Get Over It and move on

Funguitar@aol.com
Wed, 5 Feb 1997 02:10:53 -0500 (EST)

Is there anyone who wants to see the dueling transcription methods continue
to clog this list?? Can we please put an end to it?

I get it. It ain't rocket science.

Just maybe we can recognize that writing is an important capability in the
progress of human history. (apparently email is the exception ;-) Writing is
good. Writing music is good. Writing solos is good. Other ways of retaining
information may also be good, e.g. memorizing. When trying to memorize,
multi-dimensional stimuli are more effective. Thus, to memorize a musical
passage, learning to sing it is a helpful step. Note this does not mean it is
a necessary step, nor the first step. Writing it is also a helpful step,
probably more exact and more persistent. It is certainly easier to share with
others (without having to go out and buy somebody's CD).

In my humble opinion, learning to sing a passage enhances one's appreciation
of it and deepens one's emotion for it.
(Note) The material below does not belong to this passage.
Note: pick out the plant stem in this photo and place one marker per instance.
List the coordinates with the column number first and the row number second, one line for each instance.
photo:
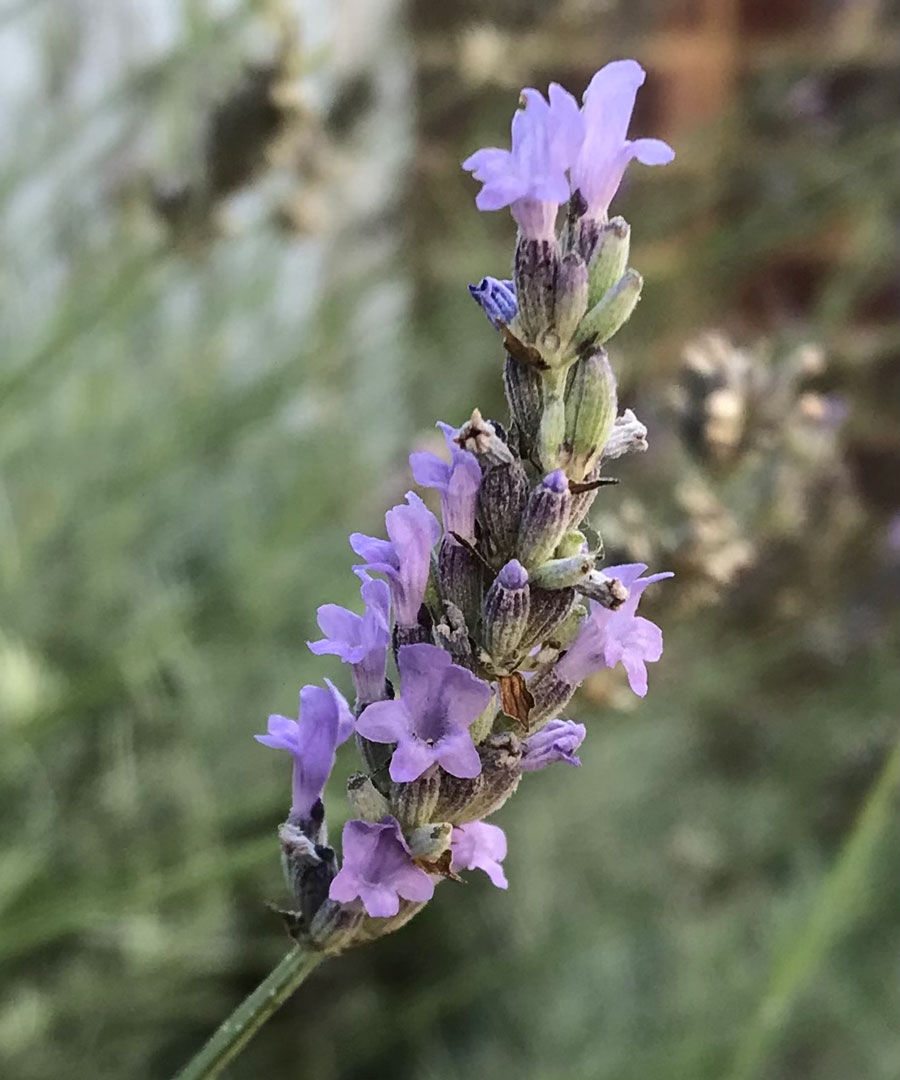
column 251, row 1014
column 838, row 902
To raise this simple, elementary
experience to an exalted method by which we should all learn jazz, and
without which we cannot be true believers is nonsense. To think we should all
follow it as the one true path because a famous musician did this and
advocated it (perhaps because it fit his own special needs very well) might
be just misguided hero worship.

Then again it might be salesmanship, as in marketing one's product (note the
"contact me for further truth" echos embedded in those messages).

Hopefully we can get on with other things now.

PS: Please don't turn it into a sophmoric debate on the wonderful,
transcendental purity attainable by internalizing through memory vs. the
crass rationalism of written notes, insufficient as they are to render all
aspects of a performance.
Hey man, even Dennis Hopper has moved on past the sixties. Get over it.